For instance, the wrench::BatchComputeServiceProperty
class defines a
wrench::BatchComputeServiceProperty::BATCH_SCHEDULING_ALGORITHM
which specifies
what scheduling algorithm a batch service should use for prioritizing jobs. All
property classes inherit from the wrench::ServiceProperty
class, and one can
explore that hierarchy to discover all possible (and there are many) service
customization opportunities.
Finally, each service exchanges messages on the network with other services
(e.g., a WMS service sends a "do some work" message to a compute service).
The size in bytes, or payload, of all messages can be customized similarly
to the properties, i.e., by passing a key-value map to the service's
constructor. For instance, the wrench::ServiceMessagePayload
class
defines a wrench::ServiceMessagePayload::STOP_DAEMON_MESSAGE_PAYLOAD
property which can be used to customize the size, in bytes, of the control
message sent to the service daemon (that is the entry point to the service)

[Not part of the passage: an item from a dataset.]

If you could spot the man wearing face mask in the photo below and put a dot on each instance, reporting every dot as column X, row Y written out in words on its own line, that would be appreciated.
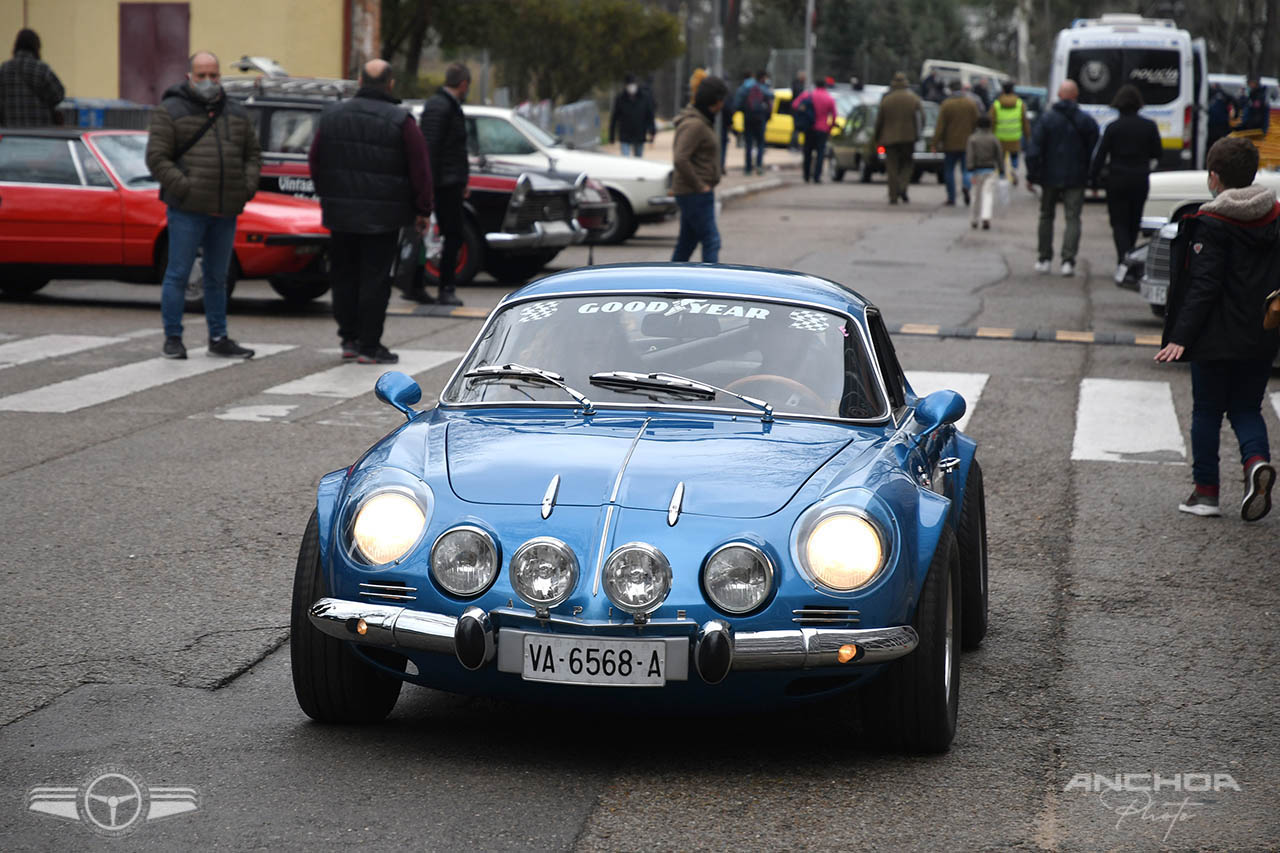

to tell it to terminate. Each service class has a corresponding message
payload class, and the API documentation for these message payload classes
details all messages whose payload can be customized.

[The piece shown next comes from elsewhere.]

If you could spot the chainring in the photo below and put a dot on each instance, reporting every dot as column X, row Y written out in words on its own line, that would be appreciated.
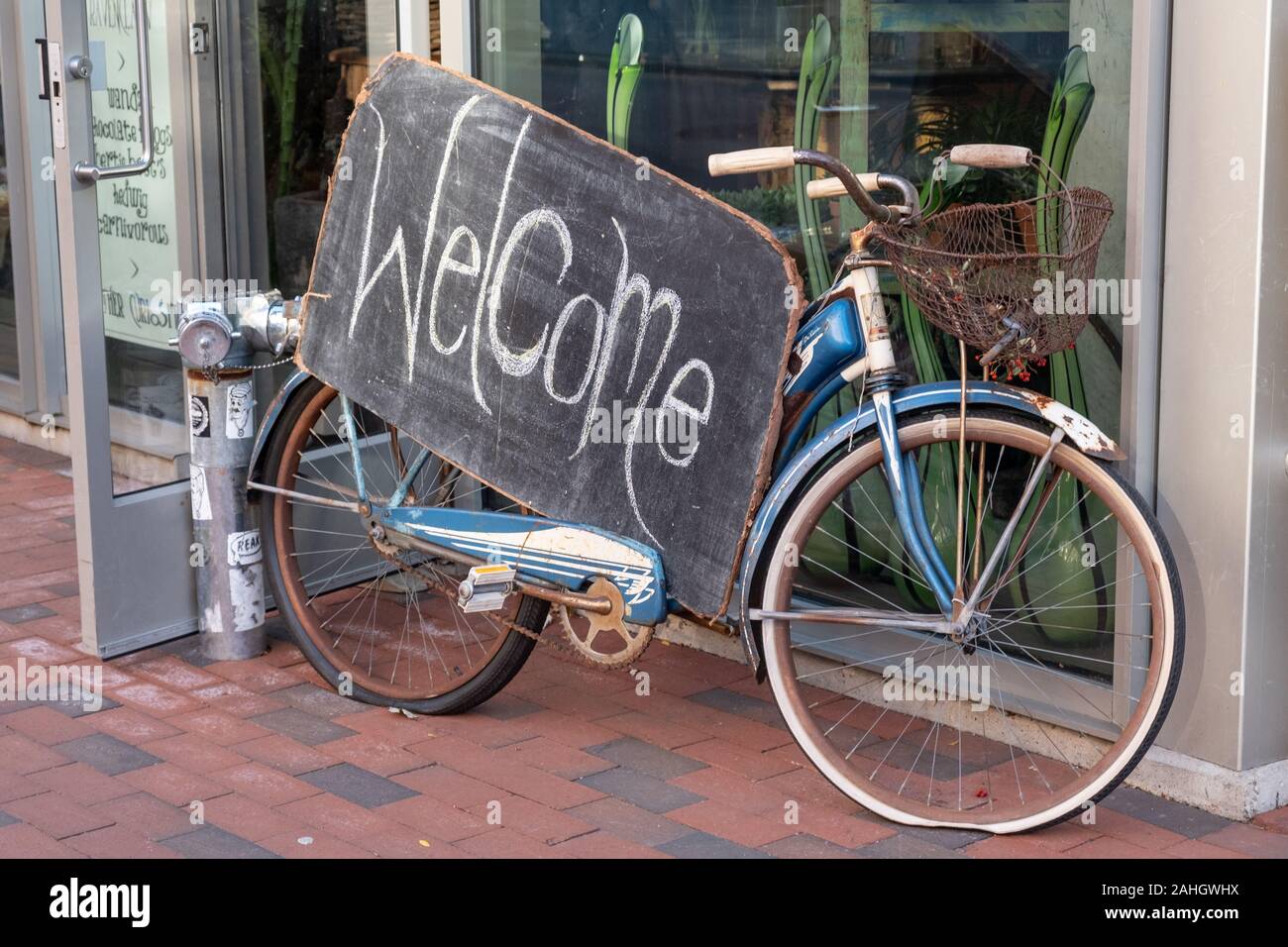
column 616, row 631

Customizing logging # {#wrench-101-logging}
When running a WRENCH simulator you may notice that there is no logging output. By default logging output is disabled, but it is often useful to enable it (remembering that it can slow down the simulation). WRENCH's logging system is a thin layer on top of SimGrid's logging system, and as such is controlled via command-line arguments.
The bare-metal-chain
example simulator can be executed as follows in the
examples/basic-examples/bare-metal-chain
directory:
./wrench-example-bare-metal-chain 10 ./two_hosts.xml
The above generates no output whatsoever.
It is possible to enable some logging to the terminal.

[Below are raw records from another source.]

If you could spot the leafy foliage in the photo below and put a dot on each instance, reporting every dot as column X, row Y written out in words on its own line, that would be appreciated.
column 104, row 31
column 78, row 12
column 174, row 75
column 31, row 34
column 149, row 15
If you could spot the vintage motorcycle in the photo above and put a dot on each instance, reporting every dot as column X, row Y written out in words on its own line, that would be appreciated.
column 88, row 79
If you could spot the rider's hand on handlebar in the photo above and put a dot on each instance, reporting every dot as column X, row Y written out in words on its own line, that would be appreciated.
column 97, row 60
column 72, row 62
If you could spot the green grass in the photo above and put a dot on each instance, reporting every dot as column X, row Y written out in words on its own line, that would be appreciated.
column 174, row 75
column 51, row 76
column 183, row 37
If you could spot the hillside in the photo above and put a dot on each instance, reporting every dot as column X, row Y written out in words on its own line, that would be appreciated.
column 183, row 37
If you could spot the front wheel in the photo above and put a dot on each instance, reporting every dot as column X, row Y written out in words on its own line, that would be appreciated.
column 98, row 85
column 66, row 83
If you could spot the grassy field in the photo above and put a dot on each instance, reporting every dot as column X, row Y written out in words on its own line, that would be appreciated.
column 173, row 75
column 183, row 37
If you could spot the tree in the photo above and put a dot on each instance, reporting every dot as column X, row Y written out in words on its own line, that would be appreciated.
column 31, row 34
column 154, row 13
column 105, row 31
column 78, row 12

It turns out the WMS class in that example (OneTaskAtATimeWMS.cpp
) defines a logging
category named custom_wms
(see one of the first lines of examples/basic-examples/bare-metal-chain/OneTaskAtATimeWMS.cpp
),
which can be enabled as:
./wrench-example-bare-metal-chain 10 ./two_hosts.xml --log=custom_wms.threshold=info
You will now see some (green) logging output that is generated by the WMS implementation. It is typical to want to see these messages as the WMS is the brain of the workflow execution. They can be enabled while other messages are disabled as follows:
One can disable the coloring of the logging output with the
--wrench-no-color
argument:
./wrench-example-bare-metal-chain 10 ./two_hosts.xml --log=custom_wms.threshold=info --wrench-no-color
Disabling color can be useful when redirecting the logging output to a file.
Enabling all logging is done with the argument --wrench-full-log
:
./wrench-example-bare-metal-chain 10 ./two_hosts.xml --wrench-full-log
The logging output now contains output produced by all the simulated
running processed. More details on logging capabilities are displayed when
passing the --help-logs
command-line argument to your simulator. Log
category names are attached to *.cpp
files in the simulator code, the
WRENCH code, and the SimGrid code. Using the --help-log-categories
command-line argument shows the entire log category hierarchy (which is huge).
See the Simgrid logging documentation for all details.